Last year, the global pandemic caused a major shift in how businesses operate, introducing new challenges of remote work and accelerated digital transformation at an unprecedented pace.
Organizations are now in a race against time to build high-quality software to propel their digital transformation initiatives forward. However, ensuring optimal software quality in a fast-paced, hyper-connected and complex world is not an easy task.
While traditional test automation has enabled test teams with a smarter and quicker means for delivering high software quality, AI-powered tools can drive its capabilities to the next level.
How AI is Transforming Test Automation
Traditional test automation delivers tools to control test execution and compare test results against expected outcomes.
While such tools can test and deliver results automatically, they still need human supervision. Without human supervision, traditional test automation tools can’t identify which tests to run, so they end up running every test or a predetermined set of tests.
When powered by AI, a test automation tool can review the current test status, recent code changes, code coverage and other associated metrics to intelligently decide which tests to run and then trigger them automatically.
AI enables test automation to move beyond its scope of simple rule-based automation. It utilizes AI algorithms to efficiently train systems using large data sets.
Through the application of reasoning, problem-solving and machine learning, an AI-powered test automation tool can mimic human behavior and reduce the direct involvement of software testers in mundane tasks.
How AI is Impacting Various Software Testing Use Cases
AI is changing software testing in many ways. It is removing many limitations in traditional test automation and delivering more value to testers and developers alike.
It enables organizations to test faster and better while reducing costs and human dependencies. AI has imparted an incredible positive impact on most software testing use cases, including:
Testers can use RPA tools (an application of AI) to reduce flaky test cases while conducting unit testing. Such tools can also help with the maintenance of unit test scripts.
AI-powered test automation tools can convert manual UI tests into automated API tests. This lowers the requirement of specialized testing skills for the process and enables organizations to build a more sustainable API testing strategy.
Ensures more accuracy in comparison to manual testing. It is hard to manually detect parameters such as GUI size difference and a combination of colors, which can be easily identified with AI.
Enables test teams to run the entire test suite in a timely manner on every change, however minor it may be.

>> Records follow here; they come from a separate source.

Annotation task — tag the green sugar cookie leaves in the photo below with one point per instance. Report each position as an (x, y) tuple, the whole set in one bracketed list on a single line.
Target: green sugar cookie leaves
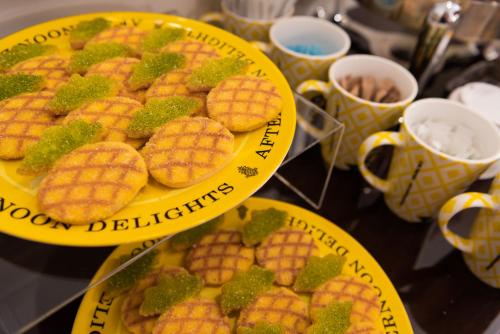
[(243, 288), (79, 91), (184, 240), (126, 278), (333, 319), (317, 271), (15, 84), (57, 141), (81, 61), (263, 328), (214, 71), (21, 52), (160, 111), (153, 66), (263, 223), (158, 38), (85, 30), (171, 289)]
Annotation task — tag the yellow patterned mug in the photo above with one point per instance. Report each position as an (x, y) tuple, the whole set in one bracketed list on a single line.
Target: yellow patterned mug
[(421, 179), (305, 31), (361, 117), (244, 27), (481, 249)]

AI can prioritize and re-target regression tests to test high-risk areas with short run-times. •
Visual validations involved in image-based testing can be simplified with the ML capability of AI. Automated visual validation tools make image-based testing a breeze.
How is AI-powered Test Automation helping Organizations?
Like any new technology, there is a lot of hype around AI-powered software testing. The utilization of AI in various testing scenarios is delivering significant improvements and making intelligent test automation a reality. AI-powered test automation is helping organizations reimagine software testing and delivering real business benefits. Some of its key benefits for organizations include:
1. Auto-Generation of Test Scripts
AI-powered test automation helps teams with the auto-generation of test codes that perform all the required functions, such as click buttons, form fills, app logins and more.
There will be complex test cases for which AI-powered test automation tools can’t generate code, but it can auto-generate more than 80% of the required code reliably, enhancing the productivity of testing teams significantly.
Furthermore, AI also helps with auto-maintenance to ensure continuous quality while reducing the burden on human testers.
2. Optimization of Testing Process
AI is the force behind the product recommendations on Amazon or the shows Netflix suggests. An AI-enabled recommendation engine allows marketers to provide relevant product recommendations to customers in real-time.
The same approach can be applied to simplify software testing. AI can suggest tests with the maximum probability of finding bugs, based on the risk information, removing the guesswork from testing and empowering teams to home in on the actual risk areas.
3. Measurement of Release Impact
AI-powered test automation tools can predict how an upcoming software release will impact end-users.
By leveraging neural networks and analyzing test history and data from current test runs, the tool can predict whether customer satisfaction will move up or down. Equipped with such information, organizations can adjust likewise and ensure that their customers remain satisfied with the user experience.
4. Delivers a Competitive Edge
AI-powered test automation tools help organizations gain a competitive edge. Various AI capabilities such as ML and neural networks can be used to understand how various technical factors are impacting the user experience and business outcomes.
For example, AI can detect whether a new implementation is negatively impacting the load times and could lower conversion rates upon release.
By delivering predictions on how releases will affect the business, AI-powered tools empower organizations to make course corrections to have a positive impact.
5. Enables Productivity and Cost Gains
A recent study discovered that testers spend 17% of their time dealing with false positives and another 14% on additional test maintenance tasks. An AI-powered tool with its auto-generation and auto-maintenance capabilities can help test teams save valuable time and effort and put it toward tackling complex requirements.
It can also help organizations optimize testing costs by reducing human dependence on mundane testing tasks.
Embracing AI Technologies
It’s quite clear that AI-powered test automation is not a passing fad. Such tools are enabling organizations to understand and adapt better to ever-changing customer expectations. Rather than taking a wait-and-watch approach, it’s time to embrace the innovation that AI has unleashed in test automation.